NVLink Fabric

Advancing Multi-GPU Processing

NVIDIA NVLink Performance Since 2014

Maximizing System Throughput

NVIDIA® NVLink technology addresses this interconnect issue by providing higher bandwidth, more links, and improved scalability for multi-GPU and multi-GPU/CPU system configurations. A single NVIDIA Tesla® V100 GPU supports up to six NVLink connections and total bandwidth of 300 GB/sec—10X the bandwidth of PCIe Gen 3. Servers like the new NVIDIA DGX-1 take advantage of these technologies to give you greater scalability for ultrafast deep learning training.

New Levels Of GPU-TO-GPU Acceleration

First introduced with the NVIDIA Pascal architecture, NVLink on Tesla V100 has increased the signaling rate from 20 to 25 GB/second in each direction. It can be used for GPU-to-CPU or GPU-to-GPU communication, as in the DGX-1 with Tesla V100.

Tesla V100 with NVLink GPU-to-GPU and GPU-to-CPU Connections
NVLink Connecting Eight Tesla V100 Accelerators in a Hybrid Cube Mesh Topology as Used in the DGX-1V Server

NVLink Delivers Up To 70% Speedup vs PCIe

NVLink: GPU Servers: Dual Xeon Gold 6140@2.30GHz or E5-2698 v4@3.6GHz for PyTorch with 8xV100 PCIe vs 8xV100 NVLink. SW benchmarks: MILC (APEX medium). HOOMD-Blue (microsphere), LAMMPS (LJ 2.5).

New Levels Of Performance

NVIDIA NVLink can bring up to 70% more performance to an otherwise identically configured server. Its dramatically higher bandwidth and reduced latency will enable even larger deep learning workloads to scale in performance as they continue to grow.
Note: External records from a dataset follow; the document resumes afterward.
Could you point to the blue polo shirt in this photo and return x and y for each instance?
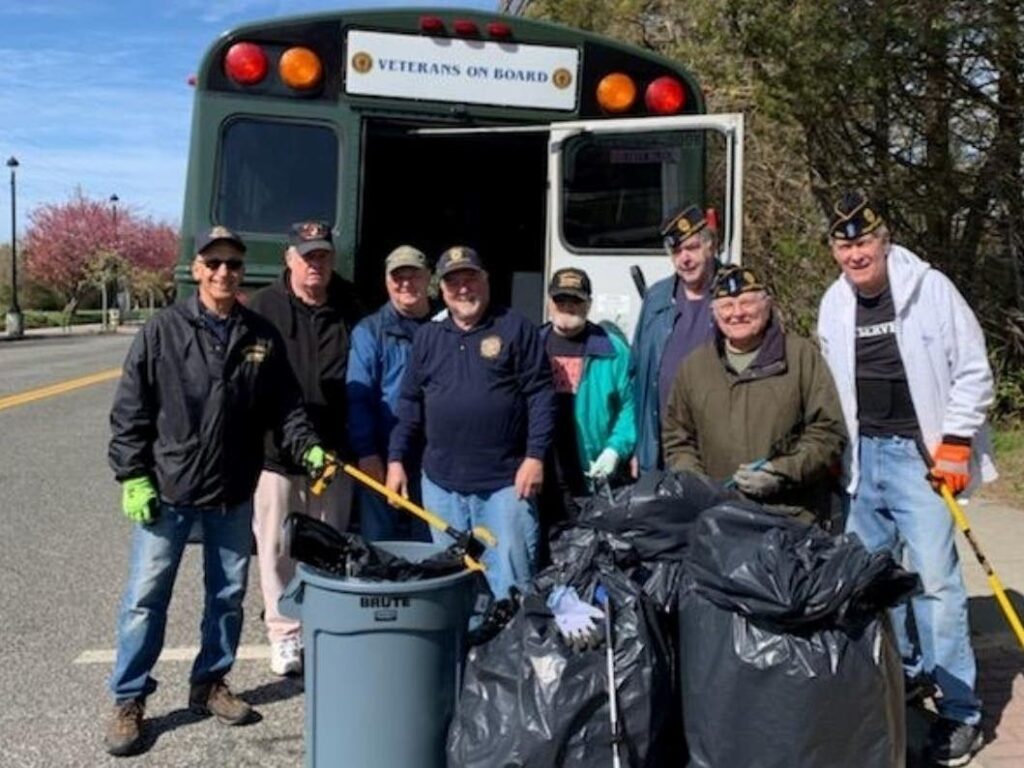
(482, 398)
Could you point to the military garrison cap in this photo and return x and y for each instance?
(218, 235)
(307, 237)
(570, 282)
(733, 281)
(682, 224)
(459, 257)
(853, 216)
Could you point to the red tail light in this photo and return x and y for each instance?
(499, 30)
(246, 64)
(665, 96)
(465, 28)
(431, 25)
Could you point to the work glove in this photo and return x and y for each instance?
(139, 500)
(314, 460)
(603, 465)
(759, 481)
(952, 464)
(579, 623)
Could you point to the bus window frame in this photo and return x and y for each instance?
(275, 118)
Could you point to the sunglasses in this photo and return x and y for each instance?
(214, 264)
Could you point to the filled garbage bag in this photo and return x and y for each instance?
(529, 701)
(646, 526)
(316, 544)
(786, 654)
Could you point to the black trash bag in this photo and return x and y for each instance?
(321, 546)
(787, 657)
(529, 701)
(646, 525)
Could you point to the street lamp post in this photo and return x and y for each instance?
(15, 325)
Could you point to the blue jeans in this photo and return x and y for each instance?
(512, 520)
(895, 509)
(379, 521)
(156, 554)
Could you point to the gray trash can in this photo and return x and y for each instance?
(383, 664)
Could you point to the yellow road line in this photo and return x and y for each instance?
(59, 388)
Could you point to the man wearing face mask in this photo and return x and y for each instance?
(675, 320)
(314, 308)
(756, 407)
(477, 392)
(595, 429)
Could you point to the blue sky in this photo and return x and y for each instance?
(94, 94)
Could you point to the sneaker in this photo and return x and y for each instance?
(124, 729)
(286, 656)
(953, 743)
(216, 698)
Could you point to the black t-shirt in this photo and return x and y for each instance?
(566, 355)
(884, 400)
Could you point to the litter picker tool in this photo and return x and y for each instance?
(993, 581)
(605, 600)
(473, 543)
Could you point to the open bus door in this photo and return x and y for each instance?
(611, 182)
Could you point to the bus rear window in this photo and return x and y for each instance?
(272, 174)
(619, 189)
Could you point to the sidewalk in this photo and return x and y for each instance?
(999, 530)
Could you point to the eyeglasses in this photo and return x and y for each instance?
(214, 264)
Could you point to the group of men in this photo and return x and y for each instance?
(488, 421)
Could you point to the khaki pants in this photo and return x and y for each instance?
(276, 496)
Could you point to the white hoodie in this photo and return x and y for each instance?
(943, 352)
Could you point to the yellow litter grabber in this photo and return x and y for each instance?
(473, 543)
(993, 581)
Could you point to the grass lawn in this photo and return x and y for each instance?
(1009, 442)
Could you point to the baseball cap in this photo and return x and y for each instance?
(307, 237)
(218, 235)
(459, 257)
(569, 282)
(406, 256)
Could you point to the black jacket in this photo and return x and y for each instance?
(316, 340)
(192, 414)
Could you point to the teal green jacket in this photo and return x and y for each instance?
(604, 402)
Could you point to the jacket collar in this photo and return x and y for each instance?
(598, 343)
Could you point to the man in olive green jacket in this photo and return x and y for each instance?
(756, 408)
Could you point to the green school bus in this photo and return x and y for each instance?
(540, 145)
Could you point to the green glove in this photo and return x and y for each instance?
(315, 460)
(139, 500)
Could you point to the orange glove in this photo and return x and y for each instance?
(952, 464)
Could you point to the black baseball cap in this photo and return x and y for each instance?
(218, 233)
(570, 282)
(459, 257)
(307, 237)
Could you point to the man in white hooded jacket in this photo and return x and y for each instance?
(908, 358)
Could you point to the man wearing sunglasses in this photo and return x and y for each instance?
(203, 382)
(314, 309)
(675, 320)
(756, 408)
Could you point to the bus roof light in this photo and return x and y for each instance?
(499, 30)
(246, 64)
(431, 25)
(616, 92)
(665, 95)
(465, 28)
(300, 69)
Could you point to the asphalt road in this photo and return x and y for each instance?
(62, 567)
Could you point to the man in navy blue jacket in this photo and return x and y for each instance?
(478, 389)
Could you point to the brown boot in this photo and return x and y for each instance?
(124, 729)
(216, 698)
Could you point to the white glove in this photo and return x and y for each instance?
(578, 622)
(603, 465)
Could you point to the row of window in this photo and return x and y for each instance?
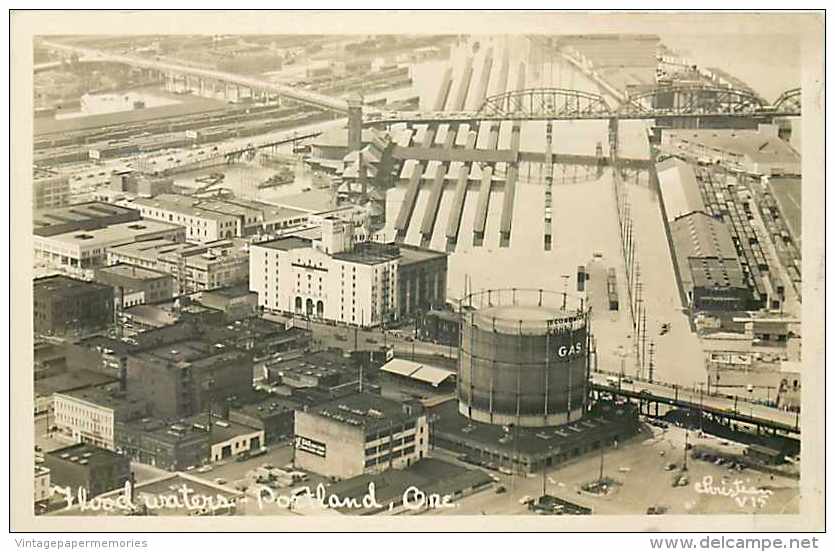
(389, 457)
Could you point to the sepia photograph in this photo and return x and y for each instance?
(298, 271)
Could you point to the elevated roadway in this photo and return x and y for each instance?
(717, 406)
(303, 96)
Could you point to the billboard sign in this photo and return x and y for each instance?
(311, 445)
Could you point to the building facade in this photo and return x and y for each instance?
(360, 434)
(169, 446)
(43, 487)
(50, 191)
(88, 467)
(208, 220)
(183, 378)
(90, 415)
(135, 285)
(195, 267)
(334, 278)
(64, 305)
(82, 251)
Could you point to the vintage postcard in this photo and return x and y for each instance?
(404, 270)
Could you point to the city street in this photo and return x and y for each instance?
(639, 466)
(693, 395)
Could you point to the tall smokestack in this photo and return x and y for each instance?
(354, 123)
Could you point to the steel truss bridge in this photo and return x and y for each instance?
(664, 102)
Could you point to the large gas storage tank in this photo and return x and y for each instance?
(523, 357)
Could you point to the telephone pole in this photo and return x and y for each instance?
(651, 361)
(643, 339)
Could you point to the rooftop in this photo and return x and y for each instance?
(85, 454)
(699, 235)
(106, 398)
(286, 243)
(761, 146)
(221, 428)
(59, 284)
(69, 381)
(114, 233)
(370, 412)
(79, 212)
(415, 254)
(311, 201)
(370, 253)
(200, 492)
(197, 353)
(420, 372)
(430, 475)
(268, 406)
(523, 440)
(320, 364)
(125, 270)
(679, 188)
(184, 205)
(712, 272)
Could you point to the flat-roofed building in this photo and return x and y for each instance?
(759, 151)
(332, 277)
(227, 438)
(679, 188)
(421, 280)
(711, 274)
(85, 466)
(208, 220)
(89, 415)
(200, 225)
(43, 486)
(84, 250)
(358, 434)
(50, 190)
(182, 378)
(195, 267)
(273, 414)
(136, 285)
(168, 445)
(81, 216)
(65, 305)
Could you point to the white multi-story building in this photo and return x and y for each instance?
(43, 488)
(330, 278)
(359, 434)
(201, 225)
(88, 415)
(85, 250)
(50, 191)
(208, 220)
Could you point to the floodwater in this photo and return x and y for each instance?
(770, 64)
(584, 224)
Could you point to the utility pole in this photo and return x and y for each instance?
(644, 339)
(651, 361)
(637, 332)
(602, 447)
(565, 278)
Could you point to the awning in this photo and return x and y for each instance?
(416, 371)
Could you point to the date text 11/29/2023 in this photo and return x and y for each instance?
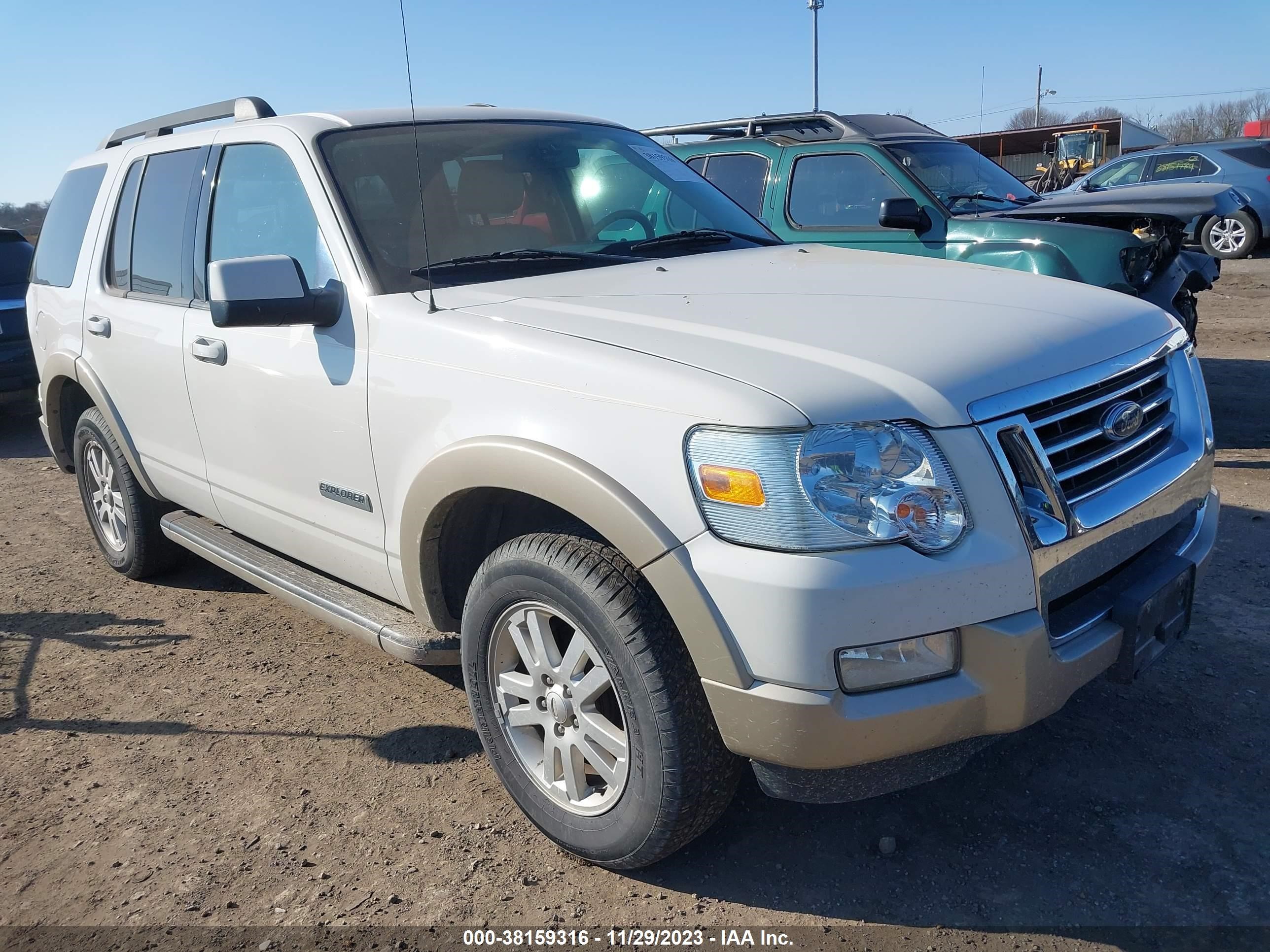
(539, 938)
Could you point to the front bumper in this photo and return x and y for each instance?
(1011, 677)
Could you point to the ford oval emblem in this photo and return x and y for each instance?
(1122, 420)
NvSwitch: Fully Connected NvLink

The rapid growth in deep learning workloads has driven the need for a faster and more scalable interconnect, as PCIe bandwidth increasingly becomes the bottleneck at the multi-GPU system level.

NVLink is a great advance to enable eight GPUs in a single server, and accelerate performance beyond PCIe. But taking deep learning performance to the next level will require a GPU fabric that enables more GPUs in a single server, and full-bandwidth connectivity between them.

NVIDIA NVSwitch is the first on-node switch architecture to support 16 fully-connected GPUs in a single server node and drive simultaneous communication between all eight GPU pairs at an incredible 300 GB/s each. These 16 GPUs can be used as a single large-scale accelerator with 0.5 Terabytes of unified memory space and 2 petaFLOPS of deep learning compute power. A single HGX-2/DGX-2 system with NVSwitch delivers up to 2.7x more application performance than 2 HGX-1/DGX-1 systems connected via infinband.

NVSwitch Delivers a >2X Speedup for Deep Learning and HPC

2 HGX-1V servers have dual socket Xeon E5 2698v4 Processor, 8X V100 GPUs. Servers connected via 4X 100Gb IB ports (run on DGX-1) . HGX-2 server has dual-socket Xeon Platinum 8168 Processor, 16X V100 GPUs (run on DGX-2).